Google, Facebook and Boxee Respond to Apple

Update 2: Swisher reports...
Google, Facebook and Boxee Respond to Apple
Written by Chris Crum

Update 2: Swisher reports that Facebook blocked API access to Ping after failing to strike an agreement with Apple, so Apple removed the feature after launch. She credits "sources familiar with Facebook’s platform" with this information. 

With regards to Facebook and Ping, Dan Frommer points out that the screenshots Apple used in its prsentation actually did show Facebook integration. MG Siegler also notes that he actually was able to connect to Ping with Facebook, but then it disappeared. It appears that Apple may have pulled Facebook from it at the last minute. Siegler writes:

I can tell you for sure that yesterday Facebook Connect was a part of Ping — because I used it.

When I first loaded iTunes 10 yesterday and started up Ping, connecting with Facebook was the first thing I did to find friends. At first, I will say that it didn’t work. I hit the Connect button, entered my credentials, and nothing happened. But I tried again and it worked perfectly. I found a handful of Facebook friends who had just started using Ping as well and connected with them.

He also claims that he’s still connected to the Ping app from within Facebook and that while Facebook isn’t on iTunes, it’s still live. 

Original Article: At Apple’s music event yesterday, where the company launched a new version of iOS, a new version of iTunes with a new social network (Ping), a new line of iPods, and a new version of Apple TV, Steve Jobs took a shot at Google involving numbers of smartphone activations.

Last month, Google CEO Eric Schmidt said that Android gets over 200,000 devices a day.

"People throw out a lot of numbers about how many devices they’re activating per day," Jobs is quoted as saying. "We are doing 230,000 activations a day.  We think our friends may be counting upgrades – if we were counting upgrades, that would be way higher."

Fortune has a quote from a Google spokesperson responding to those comments: "The Android activation numbers do not include upgrades and are, in fact, only a portion of the Android devices in the market since we only include devices that have Google services."

Ping, the iTunes social network, is like Facebook or Twitter meets iTunes.

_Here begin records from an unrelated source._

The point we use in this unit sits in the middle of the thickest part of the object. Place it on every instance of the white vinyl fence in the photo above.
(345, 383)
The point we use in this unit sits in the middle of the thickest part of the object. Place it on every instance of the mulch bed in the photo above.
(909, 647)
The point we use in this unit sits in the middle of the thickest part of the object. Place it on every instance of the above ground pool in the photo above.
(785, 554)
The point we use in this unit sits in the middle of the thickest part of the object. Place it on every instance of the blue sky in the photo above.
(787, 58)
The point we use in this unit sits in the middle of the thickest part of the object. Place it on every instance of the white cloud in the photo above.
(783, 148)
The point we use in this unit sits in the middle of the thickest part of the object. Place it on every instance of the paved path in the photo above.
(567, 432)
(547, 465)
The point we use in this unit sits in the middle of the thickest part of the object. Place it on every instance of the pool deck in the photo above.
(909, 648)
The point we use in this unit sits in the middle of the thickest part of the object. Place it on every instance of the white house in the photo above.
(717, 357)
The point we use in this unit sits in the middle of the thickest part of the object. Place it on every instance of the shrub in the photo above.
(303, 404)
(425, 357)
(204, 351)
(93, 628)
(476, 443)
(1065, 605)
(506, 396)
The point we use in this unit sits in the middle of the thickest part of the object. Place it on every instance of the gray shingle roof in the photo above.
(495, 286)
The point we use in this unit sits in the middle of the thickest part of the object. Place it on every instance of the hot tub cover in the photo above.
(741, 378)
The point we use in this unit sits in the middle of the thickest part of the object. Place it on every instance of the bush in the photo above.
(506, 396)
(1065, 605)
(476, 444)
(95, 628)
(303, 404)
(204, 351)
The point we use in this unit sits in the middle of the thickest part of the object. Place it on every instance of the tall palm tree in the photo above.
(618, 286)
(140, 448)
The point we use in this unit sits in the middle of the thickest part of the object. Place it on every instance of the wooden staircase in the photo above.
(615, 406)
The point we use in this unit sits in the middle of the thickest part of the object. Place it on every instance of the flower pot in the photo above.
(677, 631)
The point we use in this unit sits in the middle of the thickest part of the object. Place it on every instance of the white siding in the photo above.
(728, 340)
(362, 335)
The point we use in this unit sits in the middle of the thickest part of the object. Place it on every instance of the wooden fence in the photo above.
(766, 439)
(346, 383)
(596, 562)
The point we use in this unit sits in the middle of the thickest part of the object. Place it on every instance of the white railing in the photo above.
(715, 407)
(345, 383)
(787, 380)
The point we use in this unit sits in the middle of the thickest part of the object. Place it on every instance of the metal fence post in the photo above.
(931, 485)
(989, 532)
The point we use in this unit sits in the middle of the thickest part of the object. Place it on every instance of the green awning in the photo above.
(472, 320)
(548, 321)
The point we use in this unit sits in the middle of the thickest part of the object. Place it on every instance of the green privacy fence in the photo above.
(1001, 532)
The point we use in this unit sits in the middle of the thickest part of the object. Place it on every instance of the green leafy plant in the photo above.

That’s the way Jobs described it in the announcement, anyway. While that may be the case, and it may even resemble Facebook, there is no integration with either Facebook or Twitter (or other social networks).

iTunes 10

Kara Swisher was able to speak to Jobs about this, who said Facebook wanted "onerous terms that we could not agree to." When asked about integrating Facebook Connect to help people find their friends, Swisher quotes him saying (or shrugging rather), "We could, I guess."

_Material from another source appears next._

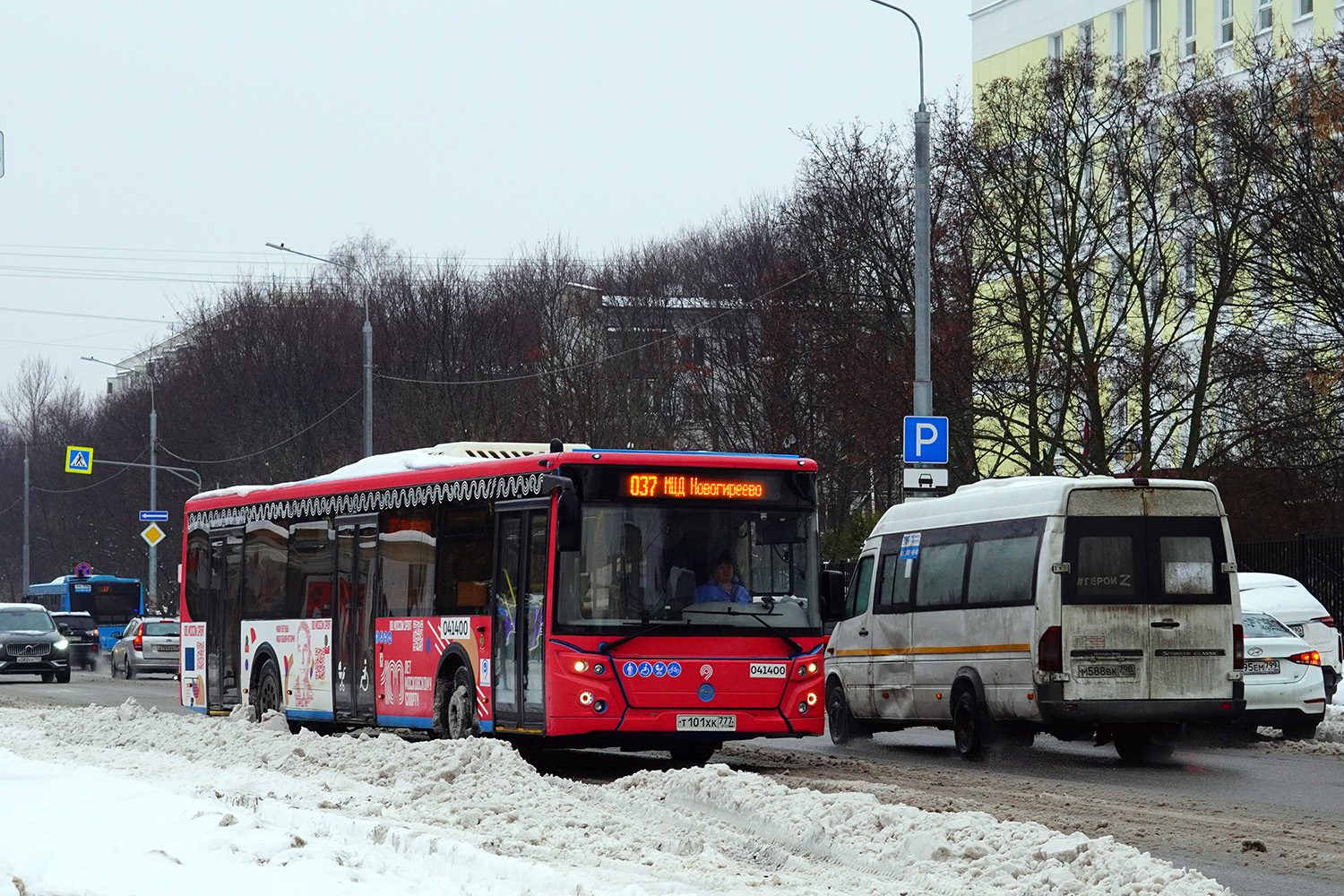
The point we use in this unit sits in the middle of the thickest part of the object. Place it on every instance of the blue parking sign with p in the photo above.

She also got this statement from Facebook on the matter: "Facebook believes in connecting people with their interests and we’ve partnered with innovative developers around the world who share this vision. Facebook and Apple have cooperated successfully in the past to offer people great social experiences and we look forward to doing so in the future."

Om Malik at GigaOm calls Ping "the future of social commerce". "From a content perspective, there are three different types of media we love to talk about: movies we see, music we listen to and books we are reading," he says. "These are accepted social norms. In fact, many relationships are made on the basis of collective love of a movie and many friendships have started with mixed tapes."

Boxee, whose Boxee Box is due out in November, had some comments on Apple’s Apple TV announcement. These two are now direct competitors. On the Boxee blog, Avner Ronen writes:

We think people want to be able to watch anything that they can watch on their computer, only on their bigscreen TV.  There is an overwhelming consumer expectation that the content we can consume in our cubicles, our dorm rooms, and in our laps should be available in our living rooms, in full 1080p with a gorgeous interface.  It’s a simple premise, but the challenge is to do it in a way that makes sense in that space, so you can put your feet up, grab a remote and start watching. No keyboards, mice, windows or labyrinthine menus. It should be calm and it should be beautiful. And it *must* be open.

We all watched the Apple announcement. We walked away feeling strongly confident about the space it left for Boxee to compete. We have a different view of what users want in their living rooms.  We are taking different paths to get there. The Boxee Box is going to be $100 more expensive than the Apple TV, but will give you the freedom to watch what you want.

We think it’s worth it.

NewTeeVee has a comparison of Apple TV, the Boxee Box, and Roku, which some have also said is superior to the new Apple TV.